Consider a single-ported, n-way set associative (where n is the number of clusters) multibank instruction cache composed by 2M banks. In ILP mode we can fetch 2M operations from the only program counter in use. In MT mode, at each cycle we fetch 2M instructions -starting from the address pointed by the program counter of a thread -and store the instructions in a buffer. At the following cycle, we fetch from the other program counter. This solution allows the issue, at each cycle, of M instructions per thread, while reading from the cache 2M consecutive instructions, as described in Fig. 1 . The control signal named T S (Thread Selection) is applied either to select the program counter to access the instruction cache or to enable the input for the correct instruction buffer. The addressing logic between the instruction buffer and the instruction issue unit is used to select the correct M operations in the buffer to be issued.
In the original architecture we have just one branch unit that computes the program counter. Since the proposed architecture may execute instructions from more than one control flow, we need a branch unit for each program counter we introduce. We need therefore a branch unit per cluster. This allows a simple way for each cluster to update its program counter based on the subroutine in execution.
In ILP mode, the buffers are bypassed, and the T S control signal is forced to always be zero, so that the program counter from cluster 0 is always sent to the instruction cache.
Other parts of the architecture have to be replicated, such as memory protection units, control registers, and so on. Furthermore, memory protection units must be modified to tackle the problem of possible concurrent memory operations accessing the same address.

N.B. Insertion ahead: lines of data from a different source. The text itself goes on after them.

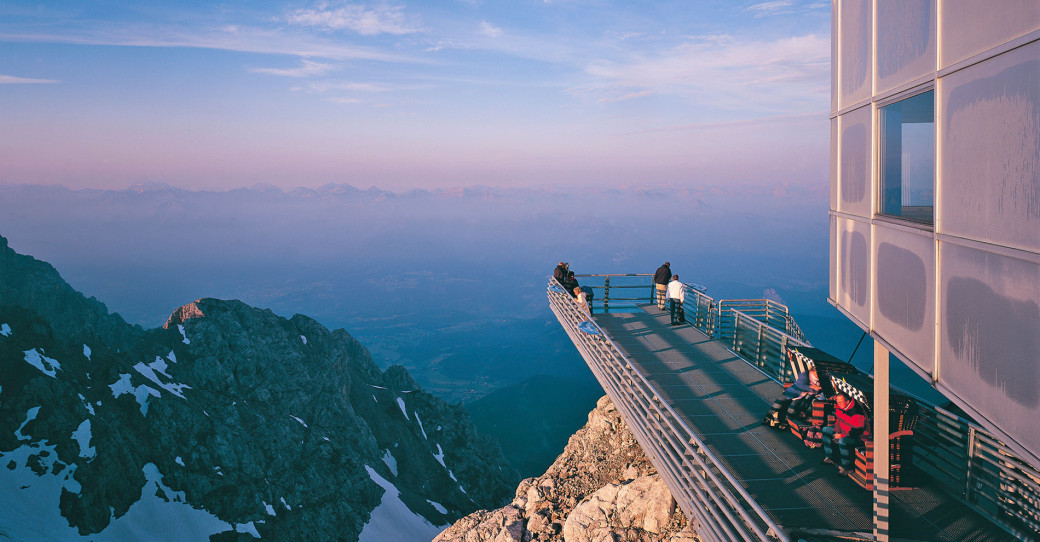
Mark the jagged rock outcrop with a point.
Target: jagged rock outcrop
(278, 427)
(601, 488)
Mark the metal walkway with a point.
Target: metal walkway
(722, 399)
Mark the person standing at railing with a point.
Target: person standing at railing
(676, 297)
(561, 273)
(660, 282)
(570, 283)
(582, 300)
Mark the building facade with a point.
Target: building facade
(935, 197)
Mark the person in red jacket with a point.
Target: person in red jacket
(840, 440)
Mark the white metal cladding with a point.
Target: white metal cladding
(834, 163)
(854, 49)
(990, 140)
(990, 339)
(854, 171)
(904, 292)
(833, 283)
(986, 76)
(906, 42)
(854, 267)
(971, 27)
(704, 490)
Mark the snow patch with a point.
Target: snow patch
(248, 528)
(140, 392)
(46, 365)
(180, 327)
(420, 426)
(82, 437)
(440, 456)
(392, 519)
(31, 512)
(391, 462)
(29, 416)
(400, 403)
(159, 365)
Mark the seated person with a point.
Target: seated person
(797, 401)
(840, 440)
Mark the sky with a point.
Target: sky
(206, 95)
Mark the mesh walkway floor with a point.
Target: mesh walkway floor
(723, 399)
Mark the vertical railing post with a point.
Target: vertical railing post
(968, 478)
(759, 355)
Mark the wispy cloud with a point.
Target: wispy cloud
(306, 69)
(10, 79)
(720, 72)
(776, 7)
(490, 30)
(365, 21)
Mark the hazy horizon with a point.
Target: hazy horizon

Decision about which parts of the code should be run in ILP mode and which parts should be run in MT mode must be taken by the programmer. Source code is by default compiled for ILP mode and the programmer must explicitly call a function to create threads to be run in MT mode. The call is very similar to the traditional "create thread" call, with the exception that one thread per cluster must be created. The compiler automatically inserts mode switch instructions and schedules the code for the correct execution mode.
Experimental results
In order to evaluate the performance improvements that can be obtained by our method, we have done several experiments by using as driving application an industrial benchmark hereinafter called jpeg2ppm. Two application kernels were also used: Aes encryption/decryption and Matrix Product.
Comparisons are provided with a reference multicluster VLIW architecture named ST200 [5] . The simulator for the proposed architecture was developed by modifying a cycle accurate Instruction Set Simulator (ISS), jointly developed by STMicroelectronics and Università di Genova [2] for micro architecture modeling of media processors and embedded systems. The performance obtained on a two clustered modified architecture was compared with the performance of a two clustered ST200 that exploits only ILP. The percentage improvement in Table 1 
Concluding remarks
In this paper, we proposed a multicluster VLIW architecture that can switch at run-time between two different computation modes, ILP and MT, in order to better exploit the types of parallelism present in each part of an application.
A very important consideration is scalability: ILP exposure does not increase dramatically when the number of clusters of a VLIW processor grows beyond two. The performance of the proposed architecture on MT portions of code is, instead, expected to scale well with the number of clusters.